Warga Rusia Khawatir Mobilisasi & Krisis Ekonomi Pasca-Pemilu

New York Times Top Stories •
×

Warga Rusia bersiap untuk potensi tindakan pemerintah di bidang militer dan ekonomi setelah pemilu legislatif tiga hari yang dimulai Jumat, yang dilihat Kremlin sebagai legitimasi kebijakannya. Pemungutan suara memberikan sedikit keluar untuk kekecewaan atas perang di Ukraina, dengan satu-satunya partai antiperang, Yabloko, diblokir dari ballot dan kandidat Partai Rusia Bersatu hampir tidak berkampanye.

Isu mobilisasi paksa beredar luas saat militer kehabisan pasukan.
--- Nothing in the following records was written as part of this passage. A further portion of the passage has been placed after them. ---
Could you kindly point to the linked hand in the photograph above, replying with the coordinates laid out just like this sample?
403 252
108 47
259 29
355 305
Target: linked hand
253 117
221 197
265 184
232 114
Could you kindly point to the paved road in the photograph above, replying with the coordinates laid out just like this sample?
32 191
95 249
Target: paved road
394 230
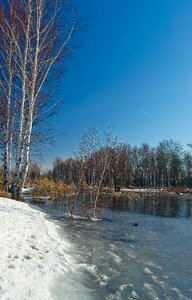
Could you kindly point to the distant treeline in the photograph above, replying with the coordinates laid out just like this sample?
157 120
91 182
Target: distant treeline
120 165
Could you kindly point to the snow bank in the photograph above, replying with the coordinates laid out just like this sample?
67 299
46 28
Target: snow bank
32 253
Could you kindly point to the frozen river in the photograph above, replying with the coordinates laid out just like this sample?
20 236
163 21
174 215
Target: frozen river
118 260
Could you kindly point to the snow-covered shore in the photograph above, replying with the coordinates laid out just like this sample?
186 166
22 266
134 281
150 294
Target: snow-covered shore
32 254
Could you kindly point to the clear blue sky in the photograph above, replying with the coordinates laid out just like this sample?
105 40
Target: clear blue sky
133 73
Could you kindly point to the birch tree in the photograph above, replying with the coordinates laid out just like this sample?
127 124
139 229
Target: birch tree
41 38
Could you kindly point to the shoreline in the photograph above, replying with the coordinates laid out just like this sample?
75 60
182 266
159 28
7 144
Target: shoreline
32 254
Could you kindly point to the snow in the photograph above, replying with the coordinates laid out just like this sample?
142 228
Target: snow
32 254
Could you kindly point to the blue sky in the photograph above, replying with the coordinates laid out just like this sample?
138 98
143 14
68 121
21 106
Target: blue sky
133 73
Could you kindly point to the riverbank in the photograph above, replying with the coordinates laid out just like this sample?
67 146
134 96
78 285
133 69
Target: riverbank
32 254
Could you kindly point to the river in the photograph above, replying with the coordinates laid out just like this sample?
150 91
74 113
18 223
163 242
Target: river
141 250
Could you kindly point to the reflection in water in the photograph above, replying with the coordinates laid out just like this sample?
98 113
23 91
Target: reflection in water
116 260
158 204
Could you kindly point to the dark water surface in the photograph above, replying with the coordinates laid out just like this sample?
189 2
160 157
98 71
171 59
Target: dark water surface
116 260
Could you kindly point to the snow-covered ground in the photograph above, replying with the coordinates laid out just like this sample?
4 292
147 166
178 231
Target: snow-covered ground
32 254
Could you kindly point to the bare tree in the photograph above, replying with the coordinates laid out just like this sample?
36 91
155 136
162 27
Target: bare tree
40 34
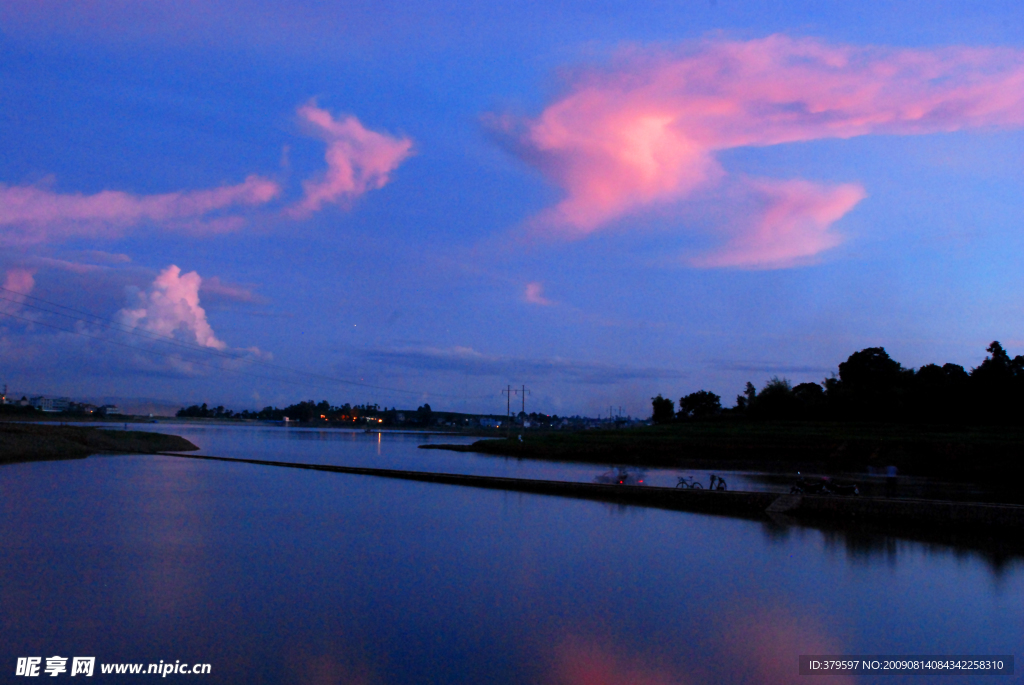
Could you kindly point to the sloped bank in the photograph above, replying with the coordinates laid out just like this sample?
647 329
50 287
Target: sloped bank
27 442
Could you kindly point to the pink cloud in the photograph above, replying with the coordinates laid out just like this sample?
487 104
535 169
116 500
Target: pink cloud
170 308
30 214
535 294
646 131
228 291
358 160
792 226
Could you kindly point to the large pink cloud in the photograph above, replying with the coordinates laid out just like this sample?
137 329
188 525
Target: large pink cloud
170 308
33 214
646 131
358 160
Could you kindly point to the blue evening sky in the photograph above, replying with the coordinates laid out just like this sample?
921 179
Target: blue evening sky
436 277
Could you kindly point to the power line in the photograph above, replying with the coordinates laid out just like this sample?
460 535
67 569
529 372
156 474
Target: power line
156 337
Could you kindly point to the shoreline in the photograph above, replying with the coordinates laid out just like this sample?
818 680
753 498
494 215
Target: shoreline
35 442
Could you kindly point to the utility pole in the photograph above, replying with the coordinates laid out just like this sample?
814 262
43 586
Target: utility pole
508 409
524 391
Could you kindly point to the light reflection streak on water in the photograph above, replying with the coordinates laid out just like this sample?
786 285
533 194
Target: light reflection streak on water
282 575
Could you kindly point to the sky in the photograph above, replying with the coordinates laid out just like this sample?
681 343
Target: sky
259 203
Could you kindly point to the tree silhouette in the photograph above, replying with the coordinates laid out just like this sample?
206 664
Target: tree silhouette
699 404
664 410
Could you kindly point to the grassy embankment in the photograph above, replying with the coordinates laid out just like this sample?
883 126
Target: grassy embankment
971 453
27 442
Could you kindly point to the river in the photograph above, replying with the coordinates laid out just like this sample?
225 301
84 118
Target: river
280 575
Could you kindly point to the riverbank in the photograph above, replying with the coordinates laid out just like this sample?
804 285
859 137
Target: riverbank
27 442
969 453
993 528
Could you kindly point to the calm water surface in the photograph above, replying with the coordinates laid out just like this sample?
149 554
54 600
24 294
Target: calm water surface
274 575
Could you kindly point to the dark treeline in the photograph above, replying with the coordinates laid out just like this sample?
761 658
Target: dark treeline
872 386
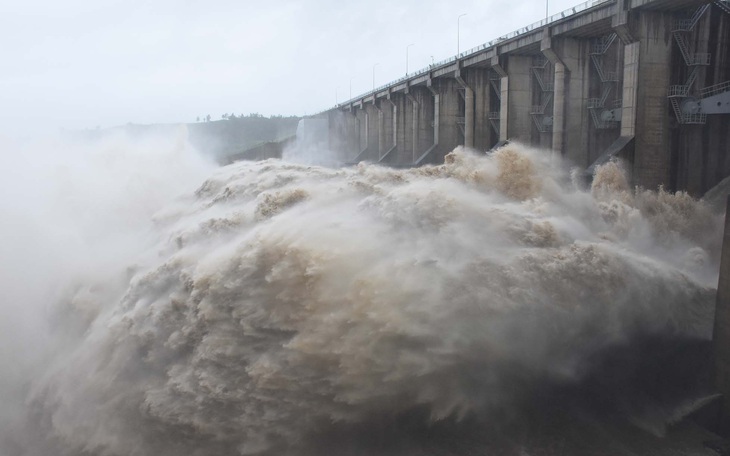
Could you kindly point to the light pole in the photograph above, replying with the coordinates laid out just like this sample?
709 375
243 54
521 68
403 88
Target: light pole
374 76
407 57
458 26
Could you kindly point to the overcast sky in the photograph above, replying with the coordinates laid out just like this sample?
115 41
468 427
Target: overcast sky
80 64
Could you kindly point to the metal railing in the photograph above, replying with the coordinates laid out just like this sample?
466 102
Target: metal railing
678 91
715 89
521 31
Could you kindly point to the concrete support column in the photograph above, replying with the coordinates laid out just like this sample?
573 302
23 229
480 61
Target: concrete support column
484 136
343 134
571 118
504 97
372 129
519 98
362 123
629 96
449 132
468 111
390 127
559 101
415 118
652 153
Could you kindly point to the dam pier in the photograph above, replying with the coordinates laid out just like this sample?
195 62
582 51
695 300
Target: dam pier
644 80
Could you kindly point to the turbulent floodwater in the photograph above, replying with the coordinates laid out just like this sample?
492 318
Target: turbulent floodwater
293 309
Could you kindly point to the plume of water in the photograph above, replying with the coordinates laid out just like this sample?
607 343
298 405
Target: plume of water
279 300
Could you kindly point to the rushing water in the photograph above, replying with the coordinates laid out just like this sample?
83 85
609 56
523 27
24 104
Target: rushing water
293 309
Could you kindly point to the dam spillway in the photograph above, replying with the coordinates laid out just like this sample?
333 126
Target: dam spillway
644 80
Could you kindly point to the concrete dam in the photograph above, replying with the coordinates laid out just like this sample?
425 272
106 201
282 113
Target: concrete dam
644 80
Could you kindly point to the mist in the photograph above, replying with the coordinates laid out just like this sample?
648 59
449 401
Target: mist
154 303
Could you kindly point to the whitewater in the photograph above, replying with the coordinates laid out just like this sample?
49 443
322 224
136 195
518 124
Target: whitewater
156 304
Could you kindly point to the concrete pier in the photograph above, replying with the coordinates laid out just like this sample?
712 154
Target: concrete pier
643 80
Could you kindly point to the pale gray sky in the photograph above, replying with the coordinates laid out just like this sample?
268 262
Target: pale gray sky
82 63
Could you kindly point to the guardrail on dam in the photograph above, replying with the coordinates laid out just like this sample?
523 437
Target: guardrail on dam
645 80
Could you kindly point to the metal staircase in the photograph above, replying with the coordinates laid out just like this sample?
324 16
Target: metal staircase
604 117
687 108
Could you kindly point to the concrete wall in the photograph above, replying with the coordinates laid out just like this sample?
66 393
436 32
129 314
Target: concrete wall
449 104
651 157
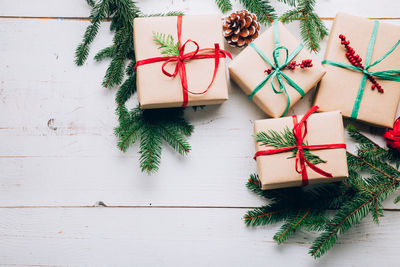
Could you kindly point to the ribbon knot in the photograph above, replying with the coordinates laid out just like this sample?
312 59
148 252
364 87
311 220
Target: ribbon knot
391 75
393 136
180 67
301 161
276 68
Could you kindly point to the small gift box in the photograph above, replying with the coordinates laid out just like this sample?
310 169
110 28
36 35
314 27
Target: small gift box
275 71
300 150
361 59
180 61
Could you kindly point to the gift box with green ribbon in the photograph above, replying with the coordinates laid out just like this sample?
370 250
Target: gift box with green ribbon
275 71
362 61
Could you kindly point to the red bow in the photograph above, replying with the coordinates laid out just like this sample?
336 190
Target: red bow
393 136
301 160
180 62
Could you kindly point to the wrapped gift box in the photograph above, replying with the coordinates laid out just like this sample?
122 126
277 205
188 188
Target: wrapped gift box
339 87
279 170
156 90
248 68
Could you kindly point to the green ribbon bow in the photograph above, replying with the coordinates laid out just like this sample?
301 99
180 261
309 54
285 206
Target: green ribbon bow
392 75
276 69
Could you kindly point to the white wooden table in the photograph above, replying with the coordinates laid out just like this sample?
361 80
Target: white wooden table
59 160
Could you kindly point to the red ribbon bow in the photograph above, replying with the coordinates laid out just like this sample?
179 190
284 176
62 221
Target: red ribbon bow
301 160
393 136
180 62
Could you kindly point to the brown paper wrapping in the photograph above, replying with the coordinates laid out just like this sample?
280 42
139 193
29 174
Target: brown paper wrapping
279 171
338 89
247 70
156 90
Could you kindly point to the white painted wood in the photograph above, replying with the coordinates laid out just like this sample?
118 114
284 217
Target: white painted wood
57 149
78 8
176 237
57 142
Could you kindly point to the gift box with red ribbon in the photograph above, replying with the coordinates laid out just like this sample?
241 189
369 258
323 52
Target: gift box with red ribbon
300 150
194 75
Ekonomi tertekan pengeluaran perang, dan serangan Ukraine ke rafineri minyak menyebabkan kekurangan bahan bakar di negara penghasil minyak utama. Di SPBU Lukoil di Moskwa, pengemudi antri 20 menit untuk bensin. Yuri, 37, mengakui, "kita hidup dalam perang, dan orang mulai memahaminya."

Kecemasan merata. Mantan editor Echo of Moscow Aleksei A. Venediktov bilang orang takut kenaikan harga, kenaikan pajak, mobilisasi, dan kartu rasion bahan bakar. Di Samara, psikolog Anna catat kecemasan tertahan akhirnya akan meledak. Survei Public Opinion Foundation Juli temukan hampir 60% warga Rusia melaporkan kecemasan di sekitar mereka, tertinggi 4 tahun. Bulan itu, penarikan bank melebihi total 6 tahun sebelumnya, menurut Taras Skvortsov.